The theory goes that having multiple options for screening allows physicians and patients to consider the risks, benefits and other attributes of colorectal cancer screening tests* to identify the option best suited to the patient. In reality, however, many adults in the US do not receive appropriate colorectal cancer screening.
To learn about colorectal cancer screening practice in the US, the authors surveyed 1,266 physicians who took part in a national survey conducted by the National Cancer Institute.
Although most physicians made guideline-consistent recommendations for initiating screening in average risk patients at age 50 and for screening intervals for individual tests, few (19 percent) made guideline-consistent recommendations for both screening initiation and screening intervals across all screening tests that they recommended. Those whose recommendations were guideline consistent tended to be younger and board certified. They were also more likely to use electronic medical records, take patients' screening preferences into account and be influenced by published clinical evidence.

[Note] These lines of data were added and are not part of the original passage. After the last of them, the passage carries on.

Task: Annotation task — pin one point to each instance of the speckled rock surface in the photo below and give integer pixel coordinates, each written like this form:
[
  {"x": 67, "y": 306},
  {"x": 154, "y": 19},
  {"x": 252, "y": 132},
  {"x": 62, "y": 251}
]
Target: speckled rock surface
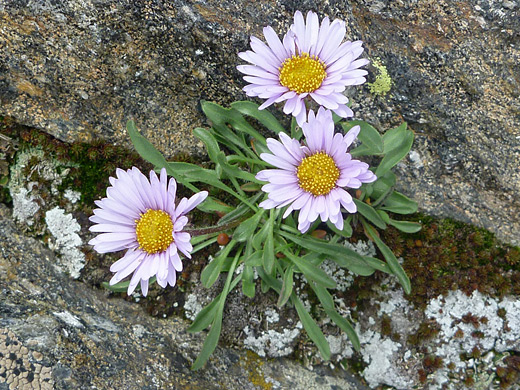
[
  {"x": 79, "y": 70},
  {"x": 56, "y": 331}
]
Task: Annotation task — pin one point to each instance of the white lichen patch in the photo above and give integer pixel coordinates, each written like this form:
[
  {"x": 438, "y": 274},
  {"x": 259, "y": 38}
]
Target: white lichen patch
[
  {"x": 364, "y": 248},
  {"x": 383, "y": 82},
  {"x": 272, "y": 343},
  {"x": 72, "y": 196},
  {"x": 192, "y": 306},
  {"x": 474, "y": 322},
  {"x": 21, "y": 368},
  {"x": 272, "y": 316},
  {"x": 64, "y": 228},
  {"x": 24, "y": 206},
  {"x": 343, "y": 278},
  {"x": 33, "y": 178},
  {"x": 467, "y": 323},
  {"x": 69, "y": 319}
]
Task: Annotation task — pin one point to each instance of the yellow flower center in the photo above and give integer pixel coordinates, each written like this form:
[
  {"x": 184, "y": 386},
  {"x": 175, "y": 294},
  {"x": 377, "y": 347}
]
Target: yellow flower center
[
  {"x": 302, "y": 73},
  {"x": 318, "y": 174},
  {"x": 154, "y": 231}
]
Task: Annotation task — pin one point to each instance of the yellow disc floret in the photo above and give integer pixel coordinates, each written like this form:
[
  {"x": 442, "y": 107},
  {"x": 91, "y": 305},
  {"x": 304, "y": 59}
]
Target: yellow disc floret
[
  {"x": 318, "y": 174},
  {"x": 302, "y": 73},
  {"x": 154, "y": 231}
]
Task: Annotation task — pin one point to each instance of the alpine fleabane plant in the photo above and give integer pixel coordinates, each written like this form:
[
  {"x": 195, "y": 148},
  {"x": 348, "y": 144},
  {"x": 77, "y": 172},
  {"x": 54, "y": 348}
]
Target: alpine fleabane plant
[
  {"x": 310, "y": 62},
  {"x": 141, "y": 216},
  {"x": 258, "y": 184},
  {"x": 312, "y": 178}
]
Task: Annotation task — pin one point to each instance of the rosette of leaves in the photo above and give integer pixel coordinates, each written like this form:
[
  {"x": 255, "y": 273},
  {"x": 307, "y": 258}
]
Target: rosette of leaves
[{"x": 260, "y": 239}]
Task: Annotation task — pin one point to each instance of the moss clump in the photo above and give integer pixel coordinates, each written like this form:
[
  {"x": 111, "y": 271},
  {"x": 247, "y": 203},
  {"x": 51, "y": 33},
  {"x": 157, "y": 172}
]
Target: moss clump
[
  {"x": 449, "y": 255},
  {"x": 382, "y": 83},
  {"x": 252, "y": 364},
  {"x": 426, "y": 331}
]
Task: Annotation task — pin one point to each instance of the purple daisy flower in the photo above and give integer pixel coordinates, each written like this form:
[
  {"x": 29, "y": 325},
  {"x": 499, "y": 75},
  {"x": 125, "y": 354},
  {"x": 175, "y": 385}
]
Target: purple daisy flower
[
  {"x": 312, "y": 178},
  {"x": 141, "y": 216},
  {"x": 310, "y": 62}
]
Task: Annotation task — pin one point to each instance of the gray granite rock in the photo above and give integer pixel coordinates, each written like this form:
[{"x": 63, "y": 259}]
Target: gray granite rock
[
  {"x": 58, "y": 332},
  {"x": 79, "y": 70}
]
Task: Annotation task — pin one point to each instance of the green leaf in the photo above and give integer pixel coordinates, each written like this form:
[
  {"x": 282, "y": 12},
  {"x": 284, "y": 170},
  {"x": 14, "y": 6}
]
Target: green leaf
[
  {"x": 369, "y": 213},
  {"x": 210, "y": 142},
  {"x": 211, "y": 272},
  {"x": 393, "y": 137},
  {"x": 312, "y": 329},
  {"x": 328, "y": 304},
  {"x": 382, "y": 187},
  {"x": 234, "y": 171},
  {"x": 269, "y": 245},
  {"x": 211, "y": 205},
  {"x": 377, "y": 264},
  {"x": 347, "y": 228},
  {"x": 251, "y": 187},
  {"x": 123, "y": 286},
  {"x": 263, "y": 116},
  {"x": 239, "y": 211},
  {"x": 396, "y": 154},
  {"x": 343, "y": 256},
  {"x": 221, "y": 116},
  {"x": 245, "y": 230},
  {"x": 394, "y": 265},
  {"x": 361, "y": 150},
  {"x": 203, "y": 245},
  {"x": 399, "y": 204},
  {"x": 205, "y": 316},
  {"x": 248, "y": 285},
  {"x": 368, "y": 135},
  {"x": 260, "y": 236},
  {"x": 346, "y": 327},
  {"x": 255, "y": 259},
  {"x": 311, "y": 272},
  {"x": 406, "y": 226},
  {"x": 118, "y": 287},
  {"x": 212, "y": 339},
  {"x": 287, "y": 286},
  {"x": 145, "y": 149}
]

Colonoscopy was the modality for which the highest proportion of physicians recommended screening more frequently than guidelines specify. It is also the most expensive colorectal screening method and the most commonly recommended. Overuse of screening may result in unnecessary follow-up testing for patients and increased risk of screening complications.
Some physicians recommended initiating screening in patients older than age 50 or at longer intervals than specified in the guidelines. Underuse of screening results in fewer earlier stage or pre-invasive cancers being detected.
Dr. Yabroff concludes: "Efforts to improve colorectal cancer screening practice should focus on factors that influence both overuse and underuse of screening and consider all recommended colorectal cancer screening modalities."